At age 39 I was a bit late to the whole “quit my job to travel” thing. My career was solid, but my soul was dry. I didn’t want a mortgage, and a corporate job really didn’t suit me, but I thought that’s what you’re supposed to do as an adult. It took me longer than I would’ve liked to figure that out, but at least I eventually did. My three months of volunteering plus an additional 12 of traveling changed me as much as it would any person. You’re just not the same afterwards. I grew accustomed to poverty, resigned myself to mosquito bites, always held tight to my belongings and got used to feeling old around 20-something backpackers who talked about amazing party hostels and 2 for 1 drinks (ok, the 2 for 1 drinks I could get behind). It became my new norm, far from the conference calls and bottomless inbox of my previous life.
I knew at some point I’d have to buy that plane ticket back to LA, and the catalyst was my mom wanting me home for Christmas. No matter how old you are, mom can still pull those strings. A week before I came home I couldn’t sleep. I was anxiety-ridden about being asked, “What’s next?” Because you see, I didn’t know. I was returning home without a plan. Would I go back to the corporate world and get a so-called normal job? No. That much I knew. When I really thought about it, being a location-independent freelancer was what I wanted. Sipping watermelon juice while writing SEO copy or being inspired by a temple for my next travel post or riding a camel as I contemplated marketing strategies- now THAT I could get behind. But how to go about it? I picked up a few consulting gigs during my travels, but not enough to sustain me. Could I afford to search for remote-only jobs and create a patchwork of income? The outlook was unclear, and at 40 that can be a bit unsettling.

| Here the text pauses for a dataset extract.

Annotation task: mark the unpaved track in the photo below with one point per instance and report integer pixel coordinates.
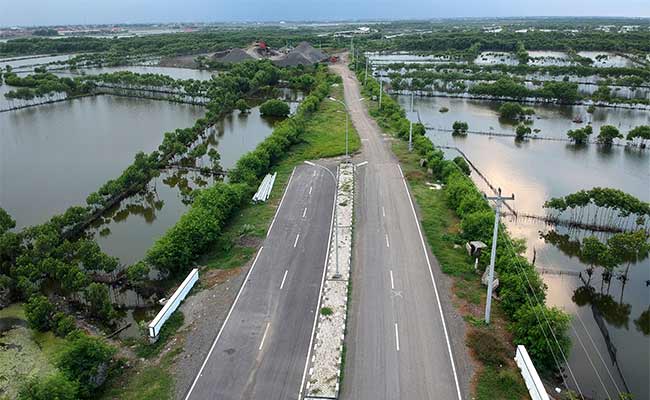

But for some strange reason I’m not afraid. I can’t for the life of me tell you why because all signs point to panic mode. My savings is dwindling and I’ve regressed to starving student status. Thankfully I have friends and family with spare rooms and stocked refrigerators. The idea of starting over is both exhilarating and debilitating. Ideas swarm through my head and I keep trying to catch one long enough to figure out what to do with it. In the meantime I housesit for friends and cook meals in exchange for a roof over my head. I sometimes meet old work colleagues for happy hour, listening to stories that begin with, “Oh, listen to the latest bright idea so-and-so had.” I may not know what’s next, but I’m glad it’s not that.
LA can be difficult for those taking the path less traveled. It’s a place where the second question out of someone’s mouth when first meeting you (after “What’s your name?”) is “What do you do?” I don’t blame people in their knee-jerk questioning as it’s totally natural, but it makes you realize how much of a person’s identity is wrapped up in their job. Especially when yours is on hiatus.
For now I’ll keep plugging away on borrowed couches until I make enough money from freelancing to comfortably take off again. I don’t know where I’ll go or when, but I’m ok with that. I finally feel authentic to who I am and brave enough to look those corporate denizens in the eye, own my choices and say, “I don’t know what’s next.”